Research Question: Why is it not possible to create artificial vision systems that can easily detect unknown objects, as we can easily perceive for example a modern sculpture we have never seen before? The results of our laboratory have shown that the underlying framework of vision research, both in neuroscience and computer vision, is at best incomplete. This framework goes back to the benchmarking work of Nobel laureates Kuffler, Hubel and Wiesel and is based on hierarchical, feedforward analysis.

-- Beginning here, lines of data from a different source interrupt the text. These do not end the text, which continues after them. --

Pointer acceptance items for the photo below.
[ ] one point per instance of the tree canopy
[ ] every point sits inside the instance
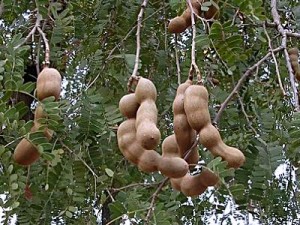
(241, 56)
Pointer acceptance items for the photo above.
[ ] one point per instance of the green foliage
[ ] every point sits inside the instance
(81, 176)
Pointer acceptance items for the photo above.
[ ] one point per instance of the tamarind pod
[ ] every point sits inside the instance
(144, 90)
(48, 83)
(148, 135)
(25, 153)
(211, 139)
(293, 57)
(297, 75)
(184, 134)
(173, 167)
(196, 106)
(293, 51)
(128, 105)
(149, 161)
(177, 25)
(171, 164)
(127, 143)
(147, 112)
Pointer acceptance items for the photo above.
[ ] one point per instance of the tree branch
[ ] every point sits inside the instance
(283, 33)
(138, 45)
(248, 72)
(275, 60)
(194, 66)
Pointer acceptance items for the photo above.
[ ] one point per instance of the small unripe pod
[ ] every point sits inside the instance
(211, 139)
(48, 84)
(25, 153)
(144, 90)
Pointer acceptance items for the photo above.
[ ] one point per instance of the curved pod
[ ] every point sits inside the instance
(48, 84)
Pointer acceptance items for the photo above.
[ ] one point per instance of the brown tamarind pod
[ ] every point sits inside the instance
(293, 58)
(127, 143)
(128, 105)
(171, 164)
(196, 106)
(182, 22)
(177, 25)
(144, 90)
(149, 161)
(211, 139)
(25, 153)
(297, 75)
(148, 135)
(185, 135)
(48, 83)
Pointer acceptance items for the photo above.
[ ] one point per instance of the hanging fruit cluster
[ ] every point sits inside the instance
(294, 54)
(48, 84)
(138, 136)
(182, 22)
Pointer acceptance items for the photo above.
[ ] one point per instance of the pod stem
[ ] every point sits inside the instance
(138, 45)
(194, 67)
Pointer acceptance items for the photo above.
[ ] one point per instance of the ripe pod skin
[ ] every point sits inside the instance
(171, 164)
(184, 134)
(211, 139)
(146, 160)
(144, 90)
(177, 25)
(148, 135)
(196, 106)
(149, 161)
(127, 143)
(25, 153)
(48, 84)
(128, 105)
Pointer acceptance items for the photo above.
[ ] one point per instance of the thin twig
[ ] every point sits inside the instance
(283, 32)
(248, 72)
(133, 185)
(194, 67)
(110, 55)
(138, 45)
(275, 60)
(31, 33)
(47, 48)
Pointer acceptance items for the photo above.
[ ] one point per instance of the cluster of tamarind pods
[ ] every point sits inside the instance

The problem of vision. We open our eyes and seem to effortlessly perceive the world with all of its objects. Vision is easy for healthy humans but not effortless for the human brain. A third of the neocortex, including 40 highly specialized areas, is devoted to the analysis of vision (Felleman et al. 1991; van Essen et al. 1992). What makes vision so complicated is that the retinal representation of a visual scene reflects only the luminance values of the scene. It does not tell which elements make up objects. For example in figure 1, the word “object” is easy to spot. However, the human brain needs first to segment the single letters from the background and then must combine the non-adjacent letters into a word.
The Gestaltists were the first to systematically study how elements make up wholes and proposed a number of rules for how elements group together (Korte, 1923). However, it quickly turned out that the perception of an object cannot be explained by the perception of its parts. The relationship between parts and their wholes turned out to be too enigmatic. The project “Gestalt theory” failed for this and other reasons.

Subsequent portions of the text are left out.